John Dickie
Adjunct/Research Associate
Email: john.dickie@dal.ca
Mailing Address:
- Nautical Archaeology
- Mineral Exploration
- Hurricanes
- Sustainable Development
- Offshore Supply Chains
John Dickie holds B.Sc. (Honours in Geology) and M.Sc. (Geology) degrees from Dalhousie University), a B.Ed. (Science/Environmental Science) from the University of Toronto/ OISE and an MBA from the Sobey School of Business, St. Mary’s University. An Adjunct to the Faculty of Graduate Studies and associate of the Basin and Reservoir Lab, Dalhousie Earth and Environmental Sciences, John has worked as a geologist on research and mineral exploration projects across the Canadian Cordillera through British Columbia, Yukon Territory and into Alaska, western Mexico and Baja, in the Southwest Pacific (Vanuatu archipelago), and in development drilling offshore Nova Scotia on the Sable subbasin gas – condensate fields. John joined the Government of Nova Scotia’s Department of Energy to manage Industrial Benefits and held successive roles in offshore training and labour market development, energy and ocean tech R&D, international business development in the United, States, Mexico and South America, the Caribbean, Europe (North Sea) and the Middle East, and later led operational planning and general management of the division. John led his group to reposition Nova Scotian capability and capacity to address Canada’s and Nova Scotia’s energy transition to carbon neutrality, supporting efforts in wind and solar, in-stream tidal, carbon capture, hydrogen, and geothermal energy. John leveraged Canada’s regulatory framework on sustainable development with free trade partners Peru and Colombia to build links on trade and resource development research.

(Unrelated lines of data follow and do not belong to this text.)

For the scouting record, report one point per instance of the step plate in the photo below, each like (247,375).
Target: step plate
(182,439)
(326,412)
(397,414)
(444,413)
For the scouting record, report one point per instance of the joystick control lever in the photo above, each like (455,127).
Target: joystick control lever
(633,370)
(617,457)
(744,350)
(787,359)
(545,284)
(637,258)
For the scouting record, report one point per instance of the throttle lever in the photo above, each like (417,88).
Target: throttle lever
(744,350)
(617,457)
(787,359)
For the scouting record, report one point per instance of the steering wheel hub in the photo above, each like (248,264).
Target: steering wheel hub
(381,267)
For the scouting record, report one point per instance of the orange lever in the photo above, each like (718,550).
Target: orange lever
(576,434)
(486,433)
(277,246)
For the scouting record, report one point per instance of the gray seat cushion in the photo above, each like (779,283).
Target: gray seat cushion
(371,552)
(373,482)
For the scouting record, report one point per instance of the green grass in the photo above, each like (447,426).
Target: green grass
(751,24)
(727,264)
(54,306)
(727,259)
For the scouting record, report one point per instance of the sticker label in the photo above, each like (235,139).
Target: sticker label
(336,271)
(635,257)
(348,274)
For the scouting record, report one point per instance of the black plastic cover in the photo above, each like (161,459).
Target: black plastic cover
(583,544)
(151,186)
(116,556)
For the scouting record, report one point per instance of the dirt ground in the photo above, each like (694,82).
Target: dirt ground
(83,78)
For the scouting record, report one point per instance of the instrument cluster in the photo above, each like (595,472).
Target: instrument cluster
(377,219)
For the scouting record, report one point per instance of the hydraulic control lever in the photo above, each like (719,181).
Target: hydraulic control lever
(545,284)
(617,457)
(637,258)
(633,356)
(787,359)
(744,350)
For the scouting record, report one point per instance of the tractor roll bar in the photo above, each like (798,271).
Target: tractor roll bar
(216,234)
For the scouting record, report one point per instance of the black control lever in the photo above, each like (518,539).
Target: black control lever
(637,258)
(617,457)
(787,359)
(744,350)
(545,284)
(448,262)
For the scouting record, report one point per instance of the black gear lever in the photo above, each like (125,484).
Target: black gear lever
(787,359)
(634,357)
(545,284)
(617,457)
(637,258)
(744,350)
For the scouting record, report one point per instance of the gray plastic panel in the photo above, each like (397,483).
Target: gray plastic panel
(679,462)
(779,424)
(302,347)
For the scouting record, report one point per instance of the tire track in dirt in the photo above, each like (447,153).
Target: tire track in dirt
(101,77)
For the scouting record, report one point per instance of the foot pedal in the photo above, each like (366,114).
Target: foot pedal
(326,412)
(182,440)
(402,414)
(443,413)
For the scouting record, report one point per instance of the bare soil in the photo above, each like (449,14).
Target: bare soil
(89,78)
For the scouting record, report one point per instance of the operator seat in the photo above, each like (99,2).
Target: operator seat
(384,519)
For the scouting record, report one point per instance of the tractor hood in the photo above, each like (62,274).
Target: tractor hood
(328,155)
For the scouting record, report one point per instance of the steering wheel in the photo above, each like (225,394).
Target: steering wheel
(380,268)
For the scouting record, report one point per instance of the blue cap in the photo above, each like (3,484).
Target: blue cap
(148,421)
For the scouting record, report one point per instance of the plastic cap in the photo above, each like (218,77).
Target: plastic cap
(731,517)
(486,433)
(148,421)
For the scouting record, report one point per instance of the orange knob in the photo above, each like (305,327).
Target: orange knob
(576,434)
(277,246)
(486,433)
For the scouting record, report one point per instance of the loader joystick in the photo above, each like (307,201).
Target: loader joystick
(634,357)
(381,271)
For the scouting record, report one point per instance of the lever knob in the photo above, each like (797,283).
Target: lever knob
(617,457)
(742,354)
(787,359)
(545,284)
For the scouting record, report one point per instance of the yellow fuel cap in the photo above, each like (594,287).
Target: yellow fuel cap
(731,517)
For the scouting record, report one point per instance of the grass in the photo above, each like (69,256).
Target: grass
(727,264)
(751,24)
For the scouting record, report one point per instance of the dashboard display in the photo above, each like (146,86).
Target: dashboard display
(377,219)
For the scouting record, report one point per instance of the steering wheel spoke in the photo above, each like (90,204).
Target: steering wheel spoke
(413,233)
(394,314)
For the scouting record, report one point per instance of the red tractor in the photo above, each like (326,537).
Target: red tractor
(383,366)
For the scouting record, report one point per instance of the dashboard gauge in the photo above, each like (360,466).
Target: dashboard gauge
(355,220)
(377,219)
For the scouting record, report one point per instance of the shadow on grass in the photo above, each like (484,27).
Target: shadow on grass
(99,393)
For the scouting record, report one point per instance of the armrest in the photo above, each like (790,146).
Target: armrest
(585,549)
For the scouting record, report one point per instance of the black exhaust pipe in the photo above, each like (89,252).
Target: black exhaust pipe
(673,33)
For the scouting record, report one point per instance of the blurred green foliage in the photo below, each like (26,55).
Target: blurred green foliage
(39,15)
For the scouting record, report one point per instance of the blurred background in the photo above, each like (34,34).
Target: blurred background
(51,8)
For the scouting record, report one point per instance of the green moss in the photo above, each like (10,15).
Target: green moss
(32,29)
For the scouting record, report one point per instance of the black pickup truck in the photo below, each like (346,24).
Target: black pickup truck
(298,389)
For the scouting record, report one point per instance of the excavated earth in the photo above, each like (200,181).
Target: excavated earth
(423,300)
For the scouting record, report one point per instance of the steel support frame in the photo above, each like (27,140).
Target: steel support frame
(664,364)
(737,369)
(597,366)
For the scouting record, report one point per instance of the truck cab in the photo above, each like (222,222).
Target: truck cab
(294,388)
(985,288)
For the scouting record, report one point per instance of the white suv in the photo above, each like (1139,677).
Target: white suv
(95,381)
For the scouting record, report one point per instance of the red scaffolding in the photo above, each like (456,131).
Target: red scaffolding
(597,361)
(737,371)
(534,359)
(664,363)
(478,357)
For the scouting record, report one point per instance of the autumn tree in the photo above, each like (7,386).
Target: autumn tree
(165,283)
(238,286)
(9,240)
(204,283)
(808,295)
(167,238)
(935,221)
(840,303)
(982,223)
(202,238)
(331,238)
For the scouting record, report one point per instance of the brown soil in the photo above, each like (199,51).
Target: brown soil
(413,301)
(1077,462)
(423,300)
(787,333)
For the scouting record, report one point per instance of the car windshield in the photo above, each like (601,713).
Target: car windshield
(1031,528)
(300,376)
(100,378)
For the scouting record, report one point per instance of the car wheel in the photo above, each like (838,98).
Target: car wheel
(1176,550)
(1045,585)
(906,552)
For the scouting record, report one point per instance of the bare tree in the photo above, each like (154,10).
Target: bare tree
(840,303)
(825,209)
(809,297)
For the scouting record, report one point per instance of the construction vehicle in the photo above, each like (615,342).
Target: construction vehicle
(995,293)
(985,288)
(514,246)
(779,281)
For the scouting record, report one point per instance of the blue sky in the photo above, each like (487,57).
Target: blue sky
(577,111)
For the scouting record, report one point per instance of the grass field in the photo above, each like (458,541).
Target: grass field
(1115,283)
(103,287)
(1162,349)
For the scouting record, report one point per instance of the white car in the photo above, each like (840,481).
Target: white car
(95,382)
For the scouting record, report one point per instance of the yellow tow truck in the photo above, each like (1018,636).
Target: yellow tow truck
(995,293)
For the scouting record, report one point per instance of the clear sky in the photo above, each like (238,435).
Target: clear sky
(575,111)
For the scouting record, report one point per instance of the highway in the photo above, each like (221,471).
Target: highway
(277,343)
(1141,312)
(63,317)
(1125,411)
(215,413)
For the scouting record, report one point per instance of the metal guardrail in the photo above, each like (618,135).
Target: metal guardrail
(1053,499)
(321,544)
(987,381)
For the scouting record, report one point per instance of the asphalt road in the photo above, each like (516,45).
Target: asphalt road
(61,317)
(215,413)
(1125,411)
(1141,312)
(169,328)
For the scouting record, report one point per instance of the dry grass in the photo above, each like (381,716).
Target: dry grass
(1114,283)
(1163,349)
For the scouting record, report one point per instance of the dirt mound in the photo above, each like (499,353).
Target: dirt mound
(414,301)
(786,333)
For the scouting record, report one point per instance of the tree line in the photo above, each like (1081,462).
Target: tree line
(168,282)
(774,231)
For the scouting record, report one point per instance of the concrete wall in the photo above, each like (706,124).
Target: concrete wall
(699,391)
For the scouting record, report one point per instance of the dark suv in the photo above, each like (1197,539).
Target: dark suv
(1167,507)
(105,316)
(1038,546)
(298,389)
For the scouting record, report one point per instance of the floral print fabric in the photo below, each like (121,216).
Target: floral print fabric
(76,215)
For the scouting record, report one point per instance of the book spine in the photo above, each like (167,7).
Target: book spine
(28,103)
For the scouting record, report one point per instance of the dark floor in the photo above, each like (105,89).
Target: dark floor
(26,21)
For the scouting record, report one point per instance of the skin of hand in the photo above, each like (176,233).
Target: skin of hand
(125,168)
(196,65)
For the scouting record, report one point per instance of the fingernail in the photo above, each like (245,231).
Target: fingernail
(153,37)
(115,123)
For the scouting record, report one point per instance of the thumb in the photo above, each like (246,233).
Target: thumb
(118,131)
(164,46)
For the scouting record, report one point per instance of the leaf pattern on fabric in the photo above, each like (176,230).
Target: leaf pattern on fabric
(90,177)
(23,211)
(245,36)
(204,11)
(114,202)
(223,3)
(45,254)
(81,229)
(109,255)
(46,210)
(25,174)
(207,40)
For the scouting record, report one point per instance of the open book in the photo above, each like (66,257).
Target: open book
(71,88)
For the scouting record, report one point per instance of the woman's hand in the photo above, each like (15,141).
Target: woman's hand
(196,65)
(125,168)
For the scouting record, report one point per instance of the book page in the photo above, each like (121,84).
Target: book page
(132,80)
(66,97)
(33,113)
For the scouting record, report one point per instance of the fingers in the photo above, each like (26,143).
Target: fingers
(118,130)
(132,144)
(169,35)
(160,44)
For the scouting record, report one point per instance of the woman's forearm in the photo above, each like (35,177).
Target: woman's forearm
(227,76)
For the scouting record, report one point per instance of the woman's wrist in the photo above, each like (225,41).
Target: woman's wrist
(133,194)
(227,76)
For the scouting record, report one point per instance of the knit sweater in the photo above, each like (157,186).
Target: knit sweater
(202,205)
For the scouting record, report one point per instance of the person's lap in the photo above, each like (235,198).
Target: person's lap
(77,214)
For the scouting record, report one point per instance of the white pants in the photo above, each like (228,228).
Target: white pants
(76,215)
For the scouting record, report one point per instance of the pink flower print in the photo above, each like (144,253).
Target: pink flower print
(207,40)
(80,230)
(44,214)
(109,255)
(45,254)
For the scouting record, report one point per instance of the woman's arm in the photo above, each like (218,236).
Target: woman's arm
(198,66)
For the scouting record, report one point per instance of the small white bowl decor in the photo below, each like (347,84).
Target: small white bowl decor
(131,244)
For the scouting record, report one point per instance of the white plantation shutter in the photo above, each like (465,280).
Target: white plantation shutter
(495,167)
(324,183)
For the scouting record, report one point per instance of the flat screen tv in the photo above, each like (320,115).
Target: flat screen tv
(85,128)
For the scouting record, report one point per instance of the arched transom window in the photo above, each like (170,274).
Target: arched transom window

Nova Scotia’s location in the northwest Atlantic supporting shipping, shipbuilding, fisheries, tourism and marine recreation and potential offshore wind and carbon storage will increasingly feel the effects of climate change on North Atlantic hurricanes. John’s underwater heritage and nautical history expertise has led to a new dimension of research into why North Atlantic hurricanes were more intense during the colder climate of the Little Ice Age than in modern times. This work has important implications for understanding the risk of a return of those conditions under projected climate and sea surface temperature warming into the future and the potential risk to Nova Scotia’s maritime communities and industries as well as its coastlines, forests and wetlands.
John is a PADI Rescue and IANTD Technical diver with a Nautical Archaeology Society (UK) certificate and over 25 years’ diving and underwater heritage experience. John published a book on the 1797 HMS Tribune shipwreck and the legend of the heroic fisher boy from Herring Cove. He has contributed to collections at the SS Atlantic Heritage Interpretation Park in Terence Bay Nova Scotia and the Maritime Museum of the Atlantic in Halifax.